席に座ったのを窓から確認して、3人席の間が空いているとラクで良いねと夫が言う。
まあ1時間半くらいだけどね。
なんて言っていたら、隣りに若い女の子が座った。
ああ。お互いにちょっとだけ気を使うんだよねと私が言う。
まあ1時間半くらいだからね。
夫と私が互いに言い聞かせる。
奥の窓側だからこちらに気付いていないかな。
アナウンスがあって新幹線が動き始めた。
息子がパッと左手を上げて、こちらに手の平を見せ振ってくれたのが見える。口角上げてニッコリして見せてくれる。
あっ気が付いているんだね。
うれしくなってぶんぶん手を振る。
すぐに見えなくなった。
この瞬間はずっと慣れない。
むしろ寂しさが増えていく。とは、少し先輩の親御さんが書かれていた。
泣きそうになっちゃうのをグッとこらえる。
息子は希望に向かっている。ちょっとした寂しさはだいたい5日前くらいから表し始めるけど、当日は少しの憂うつと楽しみを内に秘めた表情。帰省してくる度、少しずつの成長と、息子の未来を感じさせてもらっている。

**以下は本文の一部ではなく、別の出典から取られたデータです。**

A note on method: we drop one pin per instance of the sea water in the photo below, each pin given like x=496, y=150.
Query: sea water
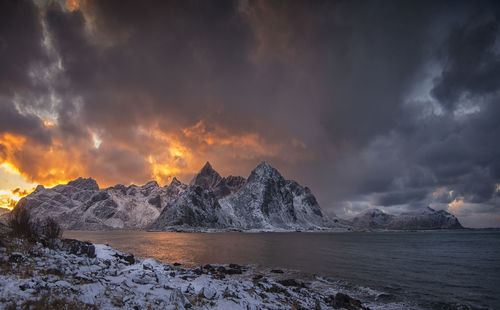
x=422, y=270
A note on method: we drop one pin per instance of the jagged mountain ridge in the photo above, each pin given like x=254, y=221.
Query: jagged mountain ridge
x=265, y=201
x=269, y=201
x=426, y=219
x=210, y=179
x=80, y=204
x=211, y=202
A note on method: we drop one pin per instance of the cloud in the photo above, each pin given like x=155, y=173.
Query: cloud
x=390, y=105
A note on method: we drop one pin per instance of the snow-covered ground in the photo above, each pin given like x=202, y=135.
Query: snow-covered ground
x=80, y=275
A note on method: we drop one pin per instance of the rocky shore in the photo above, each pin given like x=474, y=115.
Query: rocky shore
x=62, y=274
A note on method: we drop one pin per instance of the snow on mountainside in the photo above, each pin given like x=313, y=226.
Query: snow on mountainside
x=210, y=179
x=195, y=207
x=268, y=201
x=428, y=218
x=80, y=204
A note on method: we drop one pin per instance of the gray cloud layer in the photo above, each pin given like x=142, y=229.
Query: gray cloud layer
x=392, y=104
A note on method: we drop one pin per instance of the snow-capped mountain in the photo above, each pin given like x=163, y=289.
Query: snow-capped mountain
x=265, y=201
x=196, y=207
x=80, y=204
x=210, y=179
x=428, y=218
x=268, y=201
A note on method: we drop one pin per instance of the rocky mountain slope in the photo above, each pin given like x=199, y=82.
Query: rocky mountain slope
x=375, y=219
x=269, y=201
x=266, y=201
x=80, y=204
x=210, y=179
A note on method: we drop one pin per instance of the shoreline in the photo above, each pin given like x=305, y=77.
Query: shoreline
x=83, y=275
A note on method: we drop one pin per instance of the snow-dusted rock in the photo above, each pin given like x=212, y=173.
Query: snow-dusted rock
x=80, y=204
x=268, y=201
x=427, y=218
x=195, y=207
x=210, y=179
x=104, y=282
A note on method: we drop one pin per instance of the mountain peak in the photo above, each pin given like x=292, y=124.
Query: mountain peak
x=84, y=183
x=207, y=177
x=151, y=184
x=264, y=171
x=175, y=182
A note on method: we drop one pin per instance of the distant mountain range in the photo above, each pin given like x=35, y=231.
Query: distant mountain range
x=265, y=201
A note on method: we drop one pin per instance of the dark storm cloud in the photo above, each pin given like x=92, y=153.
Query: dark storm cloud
x=20, y=49
x=330, y=92
x=20, y=44
x=472, y=64
x=13, y=122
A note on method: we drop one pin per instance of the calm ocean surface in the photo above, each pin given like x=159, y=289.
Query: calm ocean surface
x=429, y=270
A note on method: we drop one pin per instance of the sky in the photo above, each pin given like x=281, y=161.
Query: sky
x=372, y=104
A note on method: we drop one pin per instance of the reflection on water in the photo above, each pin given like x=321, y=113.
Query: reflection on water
x=456, y=266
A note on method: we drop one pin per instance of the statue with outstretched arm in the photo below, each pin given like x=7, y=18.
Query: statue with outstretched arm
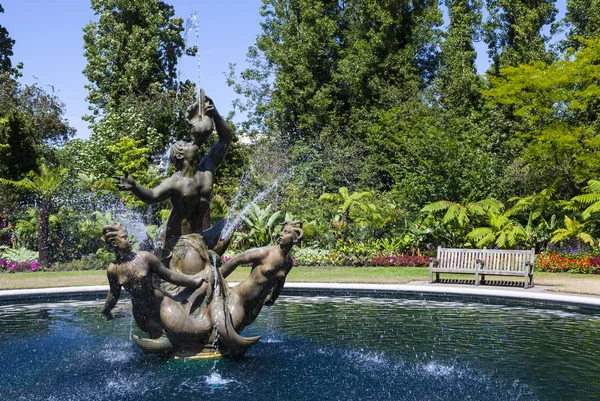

本人は不安だらけだし、まったく先が見通せないようだけどね。実際何か決まっているわけじゃなくて。ただ、今どんなことを考えているか。何が楽しいか。何を楽しみにしているか。それを知るだけで若いって良いなって思うんだよ。
帰宅すると息子の部屋がさびしい。
今回は珍しく掃除機をかけていた。この後は布団を乾燥させたりシーツ洗ったりしなくちゃな。
また会えるのを楽しみにしながら、それが当たり前になる日常が始まっている。
読んでいただいて、ありがとうございます! 心に残る記事をまた書きたいです。